By now the weather was getting a bit chilly, glad I'd brought a light jacket. Never saw another cycle chatter, but I met a friend (chances, one in 8000?) that, like me, had started cycling about a year ago, it was a first Pedal for Scotland for him too.
Had a wee chat with David/Magnatom at the pedal on parliament stand, realized that he is the same guy that comes to the SECC where I work when the Cycle show is on (doh!), gave him CChat's love 
and headed to the transport back to Glasgow.
A great first mass cycling event for me, thought the organization was great, right down the bike mechanics along the route. Fortunately I did not have to use them, but I got to know of people that managed to complete the ride thanks to them.
Have you noticed that on the tee shirt they gave us there is no year printed for the event?

What I have learned yesterday:
I will never complain about my wee sturdy legs again: they are hill crunching! Just hope my knees will keep up! This was a great incentive to curb my cigs intake for the future, must master more hills.

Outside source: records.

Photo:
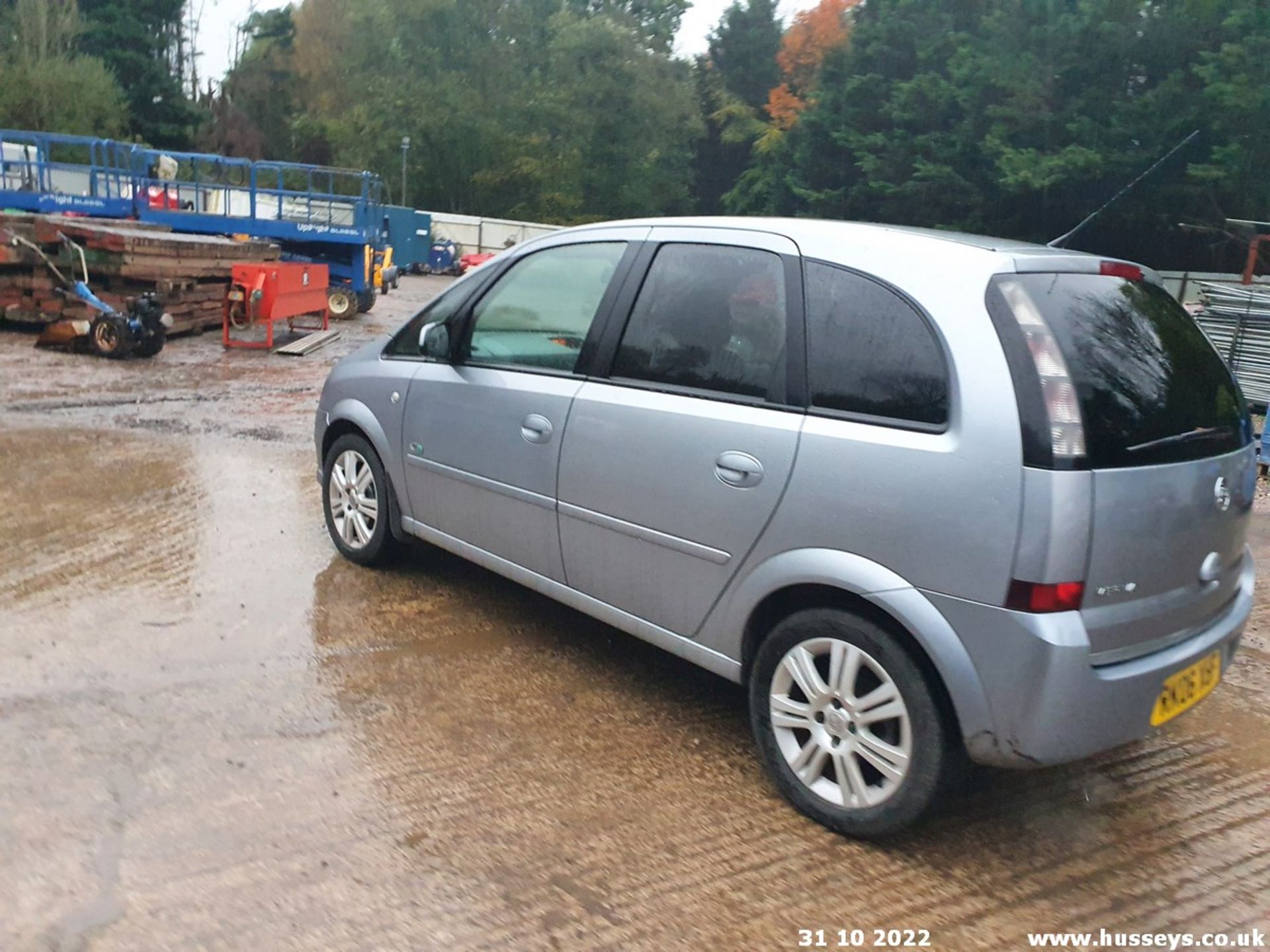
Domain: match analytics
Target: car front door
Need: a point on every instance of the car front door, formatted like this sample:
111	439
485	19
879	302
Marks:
483	432
673	465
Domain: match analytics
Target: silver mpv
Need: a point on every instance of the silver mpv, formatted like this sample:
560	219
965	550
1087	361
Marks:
930	496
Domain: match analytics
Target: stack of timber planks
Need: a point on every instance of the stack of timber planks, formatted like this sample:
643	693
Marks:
190	273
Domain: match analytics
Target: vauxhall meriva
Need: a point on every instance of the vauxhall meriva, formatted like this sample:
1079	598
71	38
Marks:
929	495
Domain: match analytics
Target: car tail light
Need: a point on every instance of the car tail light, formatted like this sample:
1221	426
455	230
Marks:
1066	430
1044	596
1121	270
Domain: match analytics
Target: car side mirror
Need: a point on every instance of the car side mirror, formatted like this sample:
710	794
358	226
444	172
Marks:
435	340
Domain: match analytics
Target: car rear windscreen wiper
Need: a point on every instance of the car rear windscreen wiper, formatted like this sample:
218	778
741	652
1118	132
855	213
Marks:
1188	437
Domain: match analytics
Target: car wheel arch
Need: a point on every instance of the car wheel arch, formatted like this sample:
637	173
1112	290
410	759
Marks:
836	579
352	416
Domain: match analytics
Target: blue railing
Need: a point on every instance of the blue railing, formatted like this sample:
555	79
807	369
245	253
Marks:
44	172
288	202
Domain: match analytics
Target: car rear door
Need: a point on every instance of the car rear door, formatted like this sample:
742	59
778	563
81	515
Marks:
483	432
675	462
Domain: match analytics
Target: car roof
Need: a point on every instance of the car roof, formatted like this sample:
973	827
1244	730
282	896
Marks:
828	239
807	229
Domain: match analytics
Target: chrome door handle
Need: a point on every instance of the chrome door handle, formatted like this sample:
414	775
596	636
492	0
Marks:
740	470
536	428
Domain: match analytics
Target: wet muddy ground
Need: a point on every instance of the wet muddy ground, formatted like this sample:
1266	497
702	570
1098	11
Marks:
216	734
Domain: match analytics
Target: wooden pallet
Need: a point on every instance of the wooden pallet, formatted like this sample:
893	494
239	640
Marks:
308	344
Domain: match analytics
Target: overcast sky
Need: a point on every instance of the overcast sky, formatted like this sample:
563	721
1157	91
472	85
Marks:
222	17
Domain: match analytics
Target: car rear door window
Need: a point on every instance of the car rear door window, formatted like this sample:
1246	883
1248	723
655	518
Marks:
870	352
709	317
539	314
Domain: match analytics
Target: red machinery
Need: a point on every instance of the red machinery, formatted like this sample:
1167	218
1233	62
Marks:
273	292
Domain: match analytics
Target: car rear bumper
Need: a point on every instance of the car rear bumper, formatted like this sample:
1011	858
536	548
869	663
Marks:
1049	703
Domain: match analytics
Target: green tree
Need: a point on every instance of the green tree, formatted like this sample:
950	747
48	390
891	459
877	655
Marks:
743	48
45	84
656	20
257	108
733	81
1019	117
139	42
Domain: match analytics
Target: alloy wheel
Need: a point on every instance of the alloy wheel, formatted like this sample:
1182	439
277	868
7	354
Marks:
841	723
353	499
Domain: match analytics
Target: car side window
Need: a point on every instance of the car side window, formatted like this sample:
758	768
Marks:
539	314
870	350
710	317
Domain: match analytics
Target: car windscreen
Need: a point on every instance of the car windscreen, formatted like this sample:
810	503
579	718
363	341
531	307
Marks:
1150	385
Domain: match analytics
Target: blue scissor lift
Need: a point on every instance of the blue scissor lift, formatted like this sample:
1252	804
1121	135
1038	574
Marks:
316	214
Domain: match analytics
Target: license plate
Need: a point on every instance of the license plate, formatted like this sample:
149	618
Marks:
1187	688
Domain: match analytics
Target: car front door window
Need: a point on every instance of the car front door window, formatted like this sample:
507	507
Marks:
539	314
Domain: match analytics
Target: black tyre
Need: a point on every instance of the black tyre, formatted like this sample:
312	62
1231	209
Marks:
151	343
357	502
849	725
110	337
342	302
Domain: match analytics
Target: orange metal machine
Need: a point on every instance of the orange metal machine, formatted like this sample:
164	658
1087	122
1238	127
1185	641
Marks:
273	292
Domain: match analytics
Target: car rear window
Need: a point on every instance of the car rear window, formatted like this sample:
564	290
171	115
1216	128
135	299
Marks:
1150	385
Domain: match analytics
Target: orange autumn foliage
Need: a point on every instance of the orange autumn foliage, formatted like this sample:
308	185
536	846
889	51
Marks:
812	34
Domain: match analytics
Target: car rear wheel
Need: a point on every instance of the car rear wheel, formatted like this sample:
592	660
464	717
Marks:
847	723
356	502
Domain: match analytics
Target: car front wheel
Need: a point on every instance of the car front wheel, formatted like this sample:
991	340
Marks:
847	723
356	502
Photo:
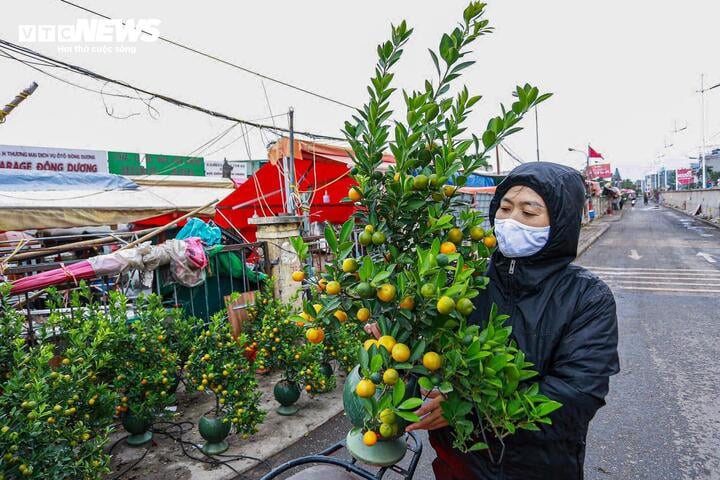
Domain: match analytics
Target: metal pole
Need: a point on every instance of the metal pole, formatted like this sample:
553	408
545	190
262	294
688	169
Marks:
16	101
291	170
702	118
537	135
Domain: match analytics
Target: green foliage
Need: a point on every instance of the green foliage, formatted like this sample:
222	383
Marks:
486	378
219	365
148	368
425	249
55	411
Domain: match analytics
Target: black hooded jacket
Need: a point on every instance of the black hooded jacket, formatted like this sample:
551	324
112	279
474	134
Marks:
563	317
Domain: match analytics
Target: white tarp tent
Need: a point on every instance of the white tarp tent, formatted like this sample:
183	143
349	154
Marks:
40	209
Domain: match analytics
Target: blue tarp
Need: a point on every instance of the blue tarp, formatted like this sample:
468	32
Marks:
210	234
46	181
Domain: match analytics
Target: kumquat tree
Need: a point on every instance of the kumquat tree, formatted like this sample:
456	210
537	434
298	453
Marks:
424	256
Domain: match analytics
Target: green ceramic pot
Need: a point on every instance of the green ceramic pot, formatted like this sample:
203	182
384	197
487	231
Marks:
326	369
138	428
286	393
214	431
354	410
382	454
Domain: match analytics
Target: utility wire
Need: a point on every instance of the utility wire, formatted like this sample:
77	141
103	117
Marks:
226	62
180	103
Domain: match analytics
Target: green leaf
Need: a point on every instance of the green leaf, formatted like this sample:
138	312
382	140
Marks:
376	363
410	404
478	446
409	416
398	392
417	351
331	238
489	138
347	230
364	358
547	408
425	383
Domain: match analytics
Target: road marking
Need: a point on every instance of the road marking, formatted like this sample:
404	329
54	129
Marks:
653	289
707	257
634	255
624	269
671	282
641	275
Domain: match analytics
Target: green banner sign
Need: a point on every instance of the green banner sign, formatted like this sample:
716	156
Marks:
125	163
175	165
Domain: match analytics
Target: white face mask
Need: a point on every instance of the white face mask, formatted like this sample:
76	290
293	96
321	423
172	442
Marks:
516	239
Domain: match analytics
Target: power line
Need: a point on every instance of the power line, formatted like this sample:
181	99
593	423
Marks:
226	62
4	44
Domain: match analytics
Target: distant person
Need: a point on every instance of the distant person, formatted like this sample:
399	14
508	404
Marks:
562	316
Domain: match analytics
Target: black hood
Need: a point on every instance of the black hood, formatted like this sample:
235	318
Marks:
563	191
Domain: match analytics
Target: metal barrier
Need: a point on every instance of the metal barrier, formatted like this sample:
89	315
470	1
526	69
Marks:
237	268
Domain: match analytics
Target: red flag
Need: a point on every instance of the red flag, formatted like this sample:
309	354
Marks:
593	154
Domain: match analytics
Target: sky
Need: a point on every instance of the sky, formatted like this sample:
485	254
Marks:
623	74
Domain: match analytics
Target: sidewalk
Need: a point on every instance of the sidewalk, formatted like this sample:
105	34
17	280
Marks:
592	231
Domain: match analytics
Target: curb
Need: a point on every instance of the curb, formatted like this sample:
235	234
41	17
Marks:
707	222
602	228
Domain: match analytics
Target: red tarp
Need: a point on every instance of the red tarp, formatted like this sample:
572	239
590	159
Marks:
319	170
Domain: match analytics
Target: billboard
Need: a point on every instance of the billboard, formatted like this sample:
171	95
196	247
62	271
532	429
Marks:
127	163
685	176
214	168
600	170
16	158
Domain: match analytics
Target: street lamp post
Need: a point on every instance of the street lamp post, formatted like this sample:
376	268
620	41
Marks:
702	122
586	208
537	131
587	158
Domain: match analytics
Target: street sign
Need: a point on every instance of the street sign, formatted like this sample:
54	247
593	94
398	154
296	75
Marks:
600	170
685	176
127	163
214	168
17	158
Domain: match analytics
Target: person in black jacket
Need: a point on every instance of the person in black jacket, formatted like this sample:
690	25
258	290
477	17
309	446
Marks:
562	316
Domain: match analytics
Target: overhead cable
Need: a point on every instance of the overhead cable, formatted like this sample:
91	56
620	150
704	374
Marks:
5	45
218	59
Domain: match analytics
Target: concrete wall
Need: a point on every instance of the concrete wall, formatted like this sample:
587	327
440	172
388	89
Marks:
689	200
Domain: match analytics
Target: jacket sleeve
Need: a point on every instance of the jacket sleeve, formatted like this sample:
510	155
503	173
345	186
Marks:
582	364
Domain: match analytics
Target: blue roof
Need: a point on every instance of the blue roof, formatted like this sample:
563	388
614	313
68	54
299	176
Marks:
35	181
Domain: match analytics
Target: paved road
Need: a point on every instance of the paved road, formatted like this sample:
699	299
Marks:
662	419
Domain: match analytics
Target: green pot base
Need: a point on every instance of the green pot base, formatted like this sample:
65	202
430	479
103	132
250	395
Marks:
382	454
139	439
287	410
215	448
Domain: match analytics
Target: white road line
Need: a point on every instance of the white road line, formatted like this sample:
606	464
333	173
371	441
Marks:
672	282
654	269
641	275
652	289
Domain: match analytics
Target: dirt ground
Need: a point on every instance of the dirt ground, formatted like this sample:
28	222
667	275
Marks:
163	458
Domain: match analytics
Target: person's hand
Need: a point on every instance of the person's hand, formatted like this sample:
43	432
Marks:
430	413
372	329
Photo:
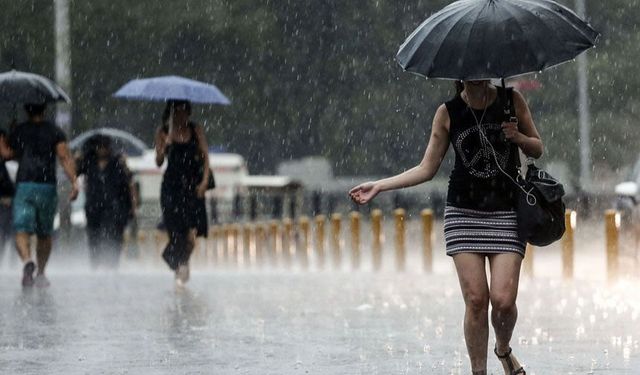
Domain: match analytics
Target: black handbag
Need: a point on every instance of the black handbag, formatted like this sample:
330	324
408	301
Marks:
211	183
540	209
539	206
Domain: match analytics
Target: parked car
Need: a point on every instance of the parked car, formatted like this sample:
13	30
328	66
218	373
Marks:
628	194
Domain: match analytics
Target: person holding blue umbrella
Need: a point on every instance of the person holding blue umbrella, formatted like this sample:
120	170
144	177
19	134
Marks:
183	145
471	42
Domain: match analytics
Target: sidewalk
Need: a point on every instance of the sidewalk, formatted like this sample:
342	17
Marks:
248	322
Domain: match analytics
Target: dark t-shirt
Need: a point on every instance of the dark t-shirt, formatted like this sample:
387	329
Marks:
34	145
476	181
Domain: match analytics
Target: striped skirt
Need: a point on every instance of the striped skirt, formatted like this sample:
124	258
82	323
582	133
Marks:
486	232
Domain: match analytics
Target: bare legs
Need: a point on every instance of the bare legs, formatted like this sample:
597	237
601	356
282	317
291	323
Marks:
505	270
505	276
43	249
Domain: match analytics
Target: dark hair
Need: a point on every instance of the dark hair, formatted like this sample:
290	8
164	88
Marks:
35	109
175	103
91	145
459	86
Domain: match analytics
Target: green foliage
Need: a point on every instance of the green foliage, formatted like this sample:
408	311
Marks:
309	77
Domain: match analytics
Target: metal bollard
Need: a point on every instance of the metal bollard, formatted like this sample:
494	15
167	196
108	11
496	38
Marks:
612	228
248	256
568	244
320	219
355	240
234	234
220	246
304	242
427	239
274	243
260	241
211	245
527	263
161	240
376	228
287	236
400	218
336	245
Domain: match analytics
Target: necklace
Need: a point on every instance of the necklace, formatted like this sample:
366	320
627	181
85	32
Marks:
484	142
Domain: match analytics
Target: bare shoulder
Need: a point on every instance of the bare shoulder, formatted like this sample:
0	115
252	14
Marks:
441	119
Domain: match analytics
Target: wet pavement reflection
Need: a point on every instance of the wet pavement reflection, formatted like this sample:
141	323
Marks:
286	323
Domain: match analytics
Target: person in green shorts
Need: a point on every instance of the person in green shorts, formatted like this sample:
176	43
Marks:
36	144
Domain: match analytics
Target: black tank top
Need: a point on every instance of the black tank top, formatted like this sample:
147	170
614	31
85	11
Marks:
184	165
476	182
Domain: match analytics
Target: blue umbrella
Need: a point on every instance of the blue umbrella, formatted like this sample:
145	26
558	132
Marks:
172	88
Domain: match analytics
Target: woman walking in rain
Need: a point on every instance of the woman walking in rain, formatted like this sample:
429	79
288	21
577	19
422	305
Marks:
480	219
183	143
110	200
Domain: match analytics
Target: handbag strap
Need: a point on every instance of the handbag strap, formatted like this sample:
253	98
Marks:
509	109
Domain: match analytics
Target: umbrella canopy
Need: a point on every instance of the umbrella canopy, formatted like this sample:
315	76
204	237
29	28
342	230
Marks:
172	88
482	39
123	142
23	87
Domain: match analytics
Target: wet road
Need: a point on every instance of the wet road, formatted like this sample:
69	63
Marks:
306	323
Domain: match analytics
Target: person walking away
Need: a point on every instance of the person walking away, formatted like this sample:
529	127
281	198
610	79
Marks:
480	218
36	144
110	200
7	190
183	144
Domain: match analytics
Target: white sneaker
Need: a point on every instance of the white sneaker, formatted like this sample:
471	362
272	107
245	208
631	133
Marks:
41	281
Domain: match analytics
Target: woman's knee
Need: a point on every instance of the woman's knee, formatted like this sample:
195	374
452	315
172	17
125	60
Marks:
503	302
477	302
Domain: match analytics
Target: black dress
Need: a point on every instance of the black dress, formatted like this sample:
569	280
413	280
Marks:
182	210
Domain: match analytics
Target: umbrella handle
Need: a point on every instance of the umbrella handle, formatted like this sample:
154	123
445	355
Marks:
170	126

There is more money in Cancer Charities than in cycling promotion: this I am comparing with last year's cancer research moonlight walk I did. The sponsors in the goody bag were more, the medal and tee shirt better quality, the offers at the food stops better. Still, we had to pay £ 30.00 to enter plus raise sponsorship.

A couple more pictures for you


----------



## MissyR (10 Sep 2012)

Well done Pat we were there also and cheered on several of our friends too. I agree with a lot of the critisisms of the day there were several accidents and plenty of bloody knees about. Two of our group got knocked off with cyclists who were not paying attention to what was on the road in front of them!


----------



## arranandy (10 Sep 2012)

Good report. How was the trnsport back? Did everything go smoothly?


----------



## Pat "5mph" (10 Sep 2012)

Transport back went smoothly for me.
After a little wonder in Murryfield I heard them announcing that there was a dozen trucks ready to leave for Glasgow if we wanted back promptly.
So I headed for it, bike was loaded on the second track available, bus left immediately.
I live about 3 miles from the Green, got home (a bit wet ) by 6pm.


----------



## arranandy (10 Sep 2012)

Sounds like you had an action packed day out.


----------



## Pat "5mph" (10 Sep 2012)

MissyR said:


> Well done Pat we were there also and cheered on several of our friends too. I agree with a lot of the critisisms of the day there were several accidents and plenty of bloody knees about. Two of our group got knocked off with cyclists who were not paying attention to what was on the road in front of them!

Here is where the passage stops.